2. Embodied memory Research describes self-harm as an embodied phenomenon — it’s not just psychological, it’s physical and sensory. The body remembers it. Nostalgia for physical experiences is well understood (the smell of something, a texture, a feeling). The body can miss physical states the same way it misses other sensory experiences.

3. Identity and adolescent context For many people, self-harm was tied to a specific period of their life and identity. Missing it can be entangled with missing that period, or the version of yourself that existed then — not necessarily missing the pain, but missing the context it lived in.
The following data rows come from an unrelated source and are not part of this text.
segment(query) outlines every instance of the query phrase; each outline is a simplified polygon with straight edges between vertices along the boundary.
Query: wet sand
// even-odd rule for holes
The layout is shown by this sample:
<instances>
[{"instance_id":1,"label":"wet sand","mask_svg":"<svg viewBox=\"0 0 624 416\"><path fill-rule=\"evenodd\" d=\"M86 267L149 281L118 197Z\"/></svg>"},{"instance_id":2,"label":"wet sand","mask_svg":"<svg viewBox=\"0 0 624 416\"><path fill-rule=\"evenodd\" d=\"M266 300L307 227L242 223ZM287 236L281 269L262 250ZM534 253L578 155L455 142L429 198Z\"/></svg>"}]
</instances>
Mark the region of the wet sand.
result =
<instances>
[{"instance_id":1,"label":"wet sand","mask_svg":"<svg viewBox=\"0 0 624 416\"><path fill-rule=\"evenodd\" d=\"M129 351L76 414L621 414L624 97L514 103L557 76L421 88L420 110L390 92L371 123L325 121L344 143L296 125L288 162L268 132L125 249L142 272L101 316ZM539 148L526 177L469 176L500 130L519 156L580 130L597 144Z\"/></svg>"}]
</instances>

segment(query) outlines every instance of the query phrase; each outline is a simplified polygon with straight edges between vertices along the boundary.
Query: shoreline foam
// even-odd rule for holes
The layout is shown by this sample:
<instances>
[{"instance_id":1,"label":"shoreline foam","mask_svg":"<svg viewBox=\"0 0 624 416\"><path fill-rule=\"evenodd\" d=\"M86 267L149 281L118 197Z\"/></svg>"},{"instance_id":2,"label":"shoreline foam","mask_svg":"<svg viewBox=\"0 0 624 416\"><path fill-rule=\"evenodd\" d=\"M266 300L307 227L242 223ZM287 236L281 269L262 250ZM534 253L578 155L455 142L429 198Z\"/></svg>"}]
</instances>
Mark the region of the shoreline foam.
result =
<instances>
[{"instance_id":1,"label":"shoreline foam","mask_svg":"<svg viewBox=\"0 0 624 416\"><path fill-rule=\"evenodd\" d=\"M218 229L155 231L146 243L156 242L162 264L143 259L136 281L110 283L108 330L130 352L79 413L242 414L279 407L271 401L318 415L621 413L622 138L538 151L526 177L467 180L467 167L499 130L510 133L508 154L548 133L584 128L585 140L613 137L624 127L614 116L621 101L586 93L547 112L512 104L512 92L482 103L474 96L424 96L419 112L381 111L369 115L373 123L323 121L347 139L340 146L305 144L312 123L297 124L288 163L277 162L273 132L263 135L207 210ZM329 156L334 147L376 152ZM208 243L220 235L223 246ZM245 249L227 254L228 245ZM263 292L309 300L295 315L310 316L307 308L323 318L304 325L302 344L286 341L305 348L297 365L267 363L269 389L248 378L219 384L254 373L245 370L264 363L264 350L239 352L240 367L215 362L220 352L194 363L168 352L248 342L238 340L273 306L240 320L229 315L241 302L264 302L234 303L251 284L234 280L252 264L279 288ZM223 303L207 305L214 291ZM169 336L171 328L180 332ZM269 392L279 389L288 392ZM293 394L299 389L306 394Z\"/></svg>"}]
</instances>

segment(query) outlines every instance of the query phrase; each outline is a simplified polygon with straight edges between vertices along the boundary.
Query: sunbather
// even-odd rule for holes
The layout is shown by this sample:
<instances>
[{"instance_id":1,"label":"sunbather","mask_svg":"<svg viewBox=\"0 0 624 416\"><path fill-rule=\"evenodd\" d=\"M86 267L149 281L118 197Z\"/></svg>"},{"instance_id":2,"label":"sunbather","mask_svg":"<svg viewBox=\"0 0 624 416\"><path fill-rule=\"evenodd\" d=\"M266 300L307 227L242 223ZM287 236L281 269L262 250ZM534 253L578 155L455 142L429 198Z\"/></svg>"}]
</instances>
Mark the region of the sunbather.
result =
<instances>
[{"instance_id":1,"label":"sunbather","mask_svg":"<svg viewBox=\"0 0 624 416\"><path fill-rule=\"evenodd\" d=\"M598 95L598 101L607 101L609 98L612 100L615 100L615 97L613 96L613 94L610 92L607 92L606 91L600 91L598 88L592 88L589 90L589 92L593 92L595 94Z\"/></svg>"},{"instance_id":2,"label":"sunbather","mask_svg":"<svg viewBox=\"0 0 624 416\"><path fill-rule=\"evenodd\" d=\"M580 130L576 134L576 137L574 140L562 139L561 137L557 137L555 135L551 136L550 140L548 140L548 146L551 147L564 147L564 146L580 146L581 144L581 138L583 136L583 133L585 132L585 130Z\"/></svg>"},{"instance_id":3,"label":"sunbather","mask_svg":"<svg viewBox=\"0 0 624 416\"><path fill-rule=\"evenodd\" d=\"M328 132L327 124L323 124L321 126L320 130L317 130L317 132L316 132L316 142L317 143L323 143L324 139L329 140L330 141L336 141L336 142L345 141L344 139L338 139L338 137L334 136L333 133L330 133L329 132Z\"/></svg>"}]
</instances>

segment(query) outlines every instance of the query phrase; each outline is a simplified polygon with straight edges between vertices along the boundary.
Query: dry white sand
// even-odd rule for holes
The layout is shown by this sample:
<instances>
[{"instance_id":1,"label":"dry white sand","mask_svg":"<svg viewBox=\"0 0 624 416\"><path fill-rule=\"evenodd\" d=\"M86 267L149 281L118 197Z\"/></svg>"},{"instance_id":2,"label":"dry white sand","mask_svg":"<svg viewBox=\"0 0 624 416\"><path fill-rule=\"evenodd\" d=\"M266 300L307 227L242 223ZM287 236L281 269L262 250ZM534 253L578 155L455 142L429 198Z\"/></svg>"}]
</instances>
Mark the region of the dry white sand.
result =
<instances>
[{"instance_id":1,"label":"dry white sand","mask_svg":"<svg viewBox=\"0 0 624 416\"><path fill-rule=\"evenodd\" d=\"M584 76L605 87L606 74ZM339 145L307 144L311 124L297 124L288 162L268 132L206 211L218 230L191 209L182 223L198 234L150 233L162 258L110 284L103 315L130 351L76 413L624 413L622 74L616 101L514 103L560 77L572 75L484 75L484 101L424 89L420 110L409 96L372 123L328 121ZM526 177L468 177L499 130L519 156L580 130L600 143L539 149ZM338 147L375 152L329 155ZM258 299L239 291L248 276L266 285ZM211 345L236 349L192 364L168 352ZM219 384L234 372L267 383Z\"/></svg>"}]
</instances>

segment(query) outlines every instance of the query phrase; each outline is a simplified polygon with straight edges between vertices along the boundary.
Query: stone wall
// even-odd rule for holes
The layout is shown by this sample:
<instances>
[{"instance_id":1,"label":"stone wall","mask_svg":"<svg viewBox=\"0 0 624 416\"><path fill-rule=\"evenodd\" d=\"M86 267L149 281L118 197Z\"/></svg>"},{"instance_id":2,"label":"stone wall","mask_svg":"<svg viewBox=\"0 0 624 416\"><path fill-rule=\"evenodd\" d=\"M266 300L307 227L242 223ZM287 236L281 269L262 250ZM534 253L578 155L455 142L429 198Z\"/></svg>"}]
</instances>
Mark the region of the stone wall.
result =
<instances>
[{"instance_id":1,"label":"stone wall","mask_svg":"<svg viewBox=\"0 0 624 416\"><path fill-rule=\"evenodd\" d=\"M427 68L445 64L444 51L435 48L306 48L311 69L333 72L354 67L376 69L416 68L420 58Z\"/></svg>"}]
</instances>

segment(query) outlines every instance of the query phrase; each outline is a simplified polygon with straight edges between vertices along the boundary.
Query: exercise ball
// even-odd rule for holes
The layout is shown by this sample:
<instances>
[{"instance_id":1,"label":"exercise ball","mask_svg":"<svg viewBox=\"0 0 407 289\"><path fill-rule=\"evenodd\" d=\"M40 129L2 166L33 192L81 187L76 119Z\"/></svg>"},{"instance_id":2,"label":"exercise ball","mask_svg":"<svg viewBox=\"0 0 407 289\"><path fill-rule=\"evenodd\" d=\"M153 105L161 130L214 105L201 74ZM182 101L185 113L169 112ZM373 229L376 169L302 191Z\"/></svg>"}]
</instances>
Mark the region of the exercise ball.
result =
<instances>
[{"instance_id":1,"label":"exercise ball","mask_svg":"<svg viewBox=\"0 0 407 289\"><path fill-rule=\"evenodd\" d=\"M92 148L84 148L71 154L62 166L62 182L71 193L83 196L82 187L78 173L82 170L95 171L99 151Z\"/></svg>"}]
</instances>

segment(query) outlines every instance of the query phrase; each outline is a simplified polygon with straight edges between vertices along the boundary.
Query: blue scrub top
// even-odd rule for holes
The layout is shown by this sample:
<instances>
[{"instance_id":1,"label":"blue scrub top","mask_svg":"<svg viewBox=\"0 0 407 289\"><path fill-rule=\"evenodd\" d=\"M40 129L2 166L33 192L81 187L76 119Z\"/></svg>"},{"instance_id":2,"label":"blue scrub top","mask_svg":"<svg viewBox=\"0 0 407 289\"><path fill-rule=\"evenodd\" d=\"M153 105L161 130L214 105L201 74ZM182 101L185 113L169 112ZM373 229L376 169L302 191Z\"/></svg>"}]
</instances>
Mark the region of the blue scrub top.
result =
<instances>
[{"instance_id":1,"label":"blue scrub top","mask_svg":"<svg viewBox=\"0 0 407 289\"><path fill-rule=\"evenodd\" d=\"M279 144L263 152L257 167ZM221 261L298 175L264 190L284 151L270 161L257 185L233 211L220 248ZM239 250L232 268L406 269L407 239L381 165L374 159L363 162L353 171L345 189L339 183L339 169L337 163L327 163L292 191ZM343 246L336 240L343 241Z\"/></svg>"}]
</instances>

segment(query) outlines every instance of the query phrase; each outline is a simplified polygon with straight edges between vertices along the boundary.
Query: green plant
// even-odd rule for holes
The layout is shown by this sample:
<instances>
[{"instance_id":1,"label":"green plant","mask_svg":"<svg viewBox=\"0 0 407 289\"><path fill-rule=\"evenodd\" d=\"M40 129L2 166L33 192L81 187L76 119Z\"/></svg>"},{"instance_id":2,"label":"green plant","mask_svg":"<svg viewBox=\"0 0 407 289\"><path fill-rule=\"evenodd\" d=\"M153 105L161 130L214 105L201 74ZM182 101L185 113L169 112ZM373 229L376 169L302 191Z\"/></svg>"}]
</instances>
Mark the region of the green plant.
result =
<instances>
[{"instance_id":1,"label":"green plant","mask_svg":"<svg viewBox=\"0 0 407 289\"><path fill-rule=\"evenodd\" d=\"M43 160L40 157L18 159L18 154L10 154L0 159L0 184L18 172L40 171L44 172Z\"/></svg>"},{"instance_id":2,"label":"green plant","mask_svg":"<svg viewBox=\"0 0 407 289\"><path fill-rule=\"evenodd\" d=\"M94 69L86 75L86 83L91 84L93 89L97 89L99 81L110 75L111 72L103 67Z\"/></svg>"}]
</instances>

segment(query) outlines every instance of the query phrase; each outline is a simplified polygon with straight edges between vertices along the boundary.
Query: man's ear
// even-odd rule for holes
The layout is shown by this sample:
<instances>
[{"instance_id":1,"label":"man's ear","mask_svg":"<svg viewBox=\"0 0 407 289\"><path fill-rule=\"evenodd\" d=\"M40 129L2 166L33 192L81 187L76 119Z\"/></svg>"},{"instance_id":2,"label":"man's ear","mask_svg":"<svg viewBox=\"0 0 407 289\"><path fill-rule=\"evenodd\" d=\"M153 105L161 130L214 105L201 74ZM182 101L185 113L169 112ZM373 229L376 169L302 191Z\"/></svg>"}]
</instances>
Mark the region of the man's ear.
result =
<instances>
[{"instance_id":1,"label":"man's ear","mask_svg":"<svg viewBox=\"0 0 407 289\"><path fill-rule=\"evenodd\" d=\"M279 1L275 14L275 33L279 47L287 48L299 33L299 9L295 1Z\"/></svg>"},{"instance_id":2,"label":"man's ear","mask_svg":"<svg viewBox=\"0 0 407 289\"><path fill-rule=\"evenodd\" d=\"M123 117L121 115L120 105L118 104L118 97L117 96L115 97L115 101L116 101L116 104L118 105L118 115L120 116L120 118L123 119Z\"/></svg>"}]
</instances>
4. The absence of an equivalent If the underlying emotional intensity that drove it in adolescence is still present but the outlet is gone and nothing has fully replaced it, the gap itself can produce longing. Less about missing the act and more about missing the relief it provided.


Is it weird?

No — it’s documented, named, and understood within recovery literature. The framing that recovery means the feelings disappear is wrong. The more accurate framing is that recovery means you don’t act on them, and ideally, they become less frequent or less charged over time. For many people they never fully go away. That’s not failure, it’s just what it is.


Sources

  • Claréus et al. (2021) — Narrations of agentic shifts and psychological growth in young adults reporting NSSI discontinuation. Lund University / NCBI.
  • Lewin et al. (2024) — How do people conceptualise self-harm recovery. Journal of Clinical Psychology.
  • PLOS One (2025) — Exploring the addictive processes in repetitive self-harm: “It always felt like a choice until it didn’t.”
  • Blasco-Fontecilla et al. (2016) — The Addictive Model of Self-Harming Behavior. Frontiers in Psychiatry.
  • Psychology Today (2022) — Is Self-Harm a Form of Addiction?
  • Nixon et al. (2002) — NSSI under an addictive paradigm, adapted DSM-IV criteria study.